Small Town Simple

The Simplicity Adventures of a Mother and Daughter

Simple Days

Small Town Simple

“It is the sweet, simple things of life which are the real ones after all.”  Laura Ingalls Wilder

While growing up in Fort Worth with my parents and sister, simplicity offered itself in a variety of forms.  I was vaguely aware that we didn’t have a lot of money but my sister and I never felt that we lacked for anything.  The beauty today of reflecting on these memories is appreciating the simple life we lived.  It was not one filled with lots of commitments, extended work hours, acquiring possessions and constantly going places.  Instead…

  • We ate our meals together.  Mealtimes are one of my favorite memories because we talked and shared with one another.  The television was not on.  And we were certainly way ahead of cell phones, tablets, etc.  So while sharing a meal we also shared our lives.
  • Mama made many of our clothes.  Some of this was due to economics.  Some of it reflects on the time period.  She took pride in the clothes she made even though she tried very hard to convince us she wasn’t much of a seamstress.  Her sewing machine was set up in her’s and my Dad’s bedroom.  No television.  There was a radio.  And when we wanted a good chat with Mama, she was easy to find.  So off we’d go, propped on the bed, spending time with her.
  • Daddy took a great deal of pride in caring for our yard.  He made stepping stones that led from our house to a storage shed after he priced them at a retailer’s.  He was always coming home with something for us to do in our backyard – croquet, badminton, etc.  He built my sister and I a fort in our backyard.  It was the next best thing to a treehouse and was a gathering spot for the neighborhood.
  • There were lots of homemade cookies, talking with neighbors, mud pies, hide & seek and bicycle rides.

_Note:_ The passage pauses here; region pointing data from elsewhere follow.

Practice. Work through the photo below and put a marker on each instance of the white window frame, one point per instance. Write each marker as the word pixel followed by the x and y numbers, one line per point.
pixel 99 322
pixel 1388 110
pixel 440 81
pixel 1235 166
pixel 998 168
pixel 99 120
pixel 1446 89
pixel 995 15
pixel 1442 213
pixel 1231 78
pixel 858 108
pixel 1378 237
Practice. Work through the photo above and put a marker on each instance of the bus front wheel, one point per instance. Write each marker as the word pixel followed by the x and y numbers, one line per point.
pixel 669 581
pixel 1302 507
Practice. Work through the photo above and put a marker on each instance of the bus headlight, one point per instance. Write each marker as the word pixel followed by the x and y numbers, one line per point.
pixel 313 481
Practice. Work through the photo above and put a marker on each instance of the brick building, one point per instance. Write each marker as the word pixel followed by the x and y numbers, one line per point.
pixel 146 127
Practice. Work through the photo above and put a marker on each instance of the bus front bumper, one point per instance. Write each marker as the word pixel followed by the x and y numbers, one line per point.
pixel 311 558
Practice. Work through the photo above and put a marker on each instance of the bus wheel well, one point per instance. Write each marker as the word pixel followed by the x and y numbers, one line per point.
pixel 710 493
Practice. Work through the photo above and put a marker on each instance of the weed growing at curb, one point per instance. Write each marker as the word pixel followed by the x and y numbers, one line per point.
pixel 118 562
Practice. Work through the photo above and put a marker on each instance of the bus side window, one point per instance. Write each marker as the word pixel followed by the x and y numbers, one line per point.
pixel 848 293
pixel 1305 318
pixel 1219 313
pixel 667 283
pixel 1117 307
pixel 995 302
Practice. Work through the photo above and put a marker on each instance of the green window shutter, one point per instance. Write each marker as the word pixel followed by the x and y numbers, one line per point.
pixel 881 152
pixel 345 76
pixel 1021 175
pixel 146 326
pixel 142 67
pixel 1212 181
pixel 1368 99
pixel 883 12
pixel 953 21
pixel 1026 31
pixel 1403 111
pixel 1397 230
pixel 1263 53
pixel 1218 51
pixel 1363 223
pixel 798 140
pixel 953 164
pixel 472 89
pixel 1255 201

The beauty of those days was how we chose to spend our time.  We played outside.  We made good food in the kitchen.  Not elaborate.  Just good.  Our parents performed skills around the house that added value.  We had space in and around our home – closets were not crammed, our one car garage held our car – not stuff, tabletops were clear and one bathroom served our family of four.  We chose to keep it simple.  And I’m thankful today that I still choose to live simply.  I own what I need and I forego the rest.  Simple and beautiful.  I hope you too will find ways to choose simplicity and live within the beauty of your choices.